How we determine best and worst contractors
We're pleased to present our list of Best and Worst Contractors of 2010, a compilation of the most exceptional and appalling companies from around the corner to across the country.
Our Best Contractors come from popular categories on the List and must qualify for the prestigious 2010 Angie's List Super Service Award, which means they have a current and overall grade of A and are in good standing with Angie's List. The Best also must have a nearly flawless record, a minimum of 10 reports, and at least five glowing recommendations from our members for our Pages of Happiness feature. These extra requirements put them in the top 1 percent of the roughly 18,000 estimated to be eligible for the 2010 Super Service Award.

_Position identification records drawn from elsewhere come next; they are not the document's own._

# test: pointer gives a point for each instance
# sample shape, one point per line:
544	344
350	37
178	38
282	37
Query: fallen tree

To find the Worst Contractors, we scrutinized member reports, company profiles, cases brought to our attention for mediation through the Complaint Resolution Process and court records. We also interviewed scores of sources, basing our selections on the gravity or volume of allegations and the amount of damage customers say these contractors inflicted.
As part of Angie's List's initiative to take a tougher stance on trade licensing, we audited every eligible contractor for compliance with state and local laws. Any candidate for Best Contractor found to be illegally unlicensed got the boot. If a Worst Contractor lacked a valid trade license when required to have one, we included information about their noncompliant status.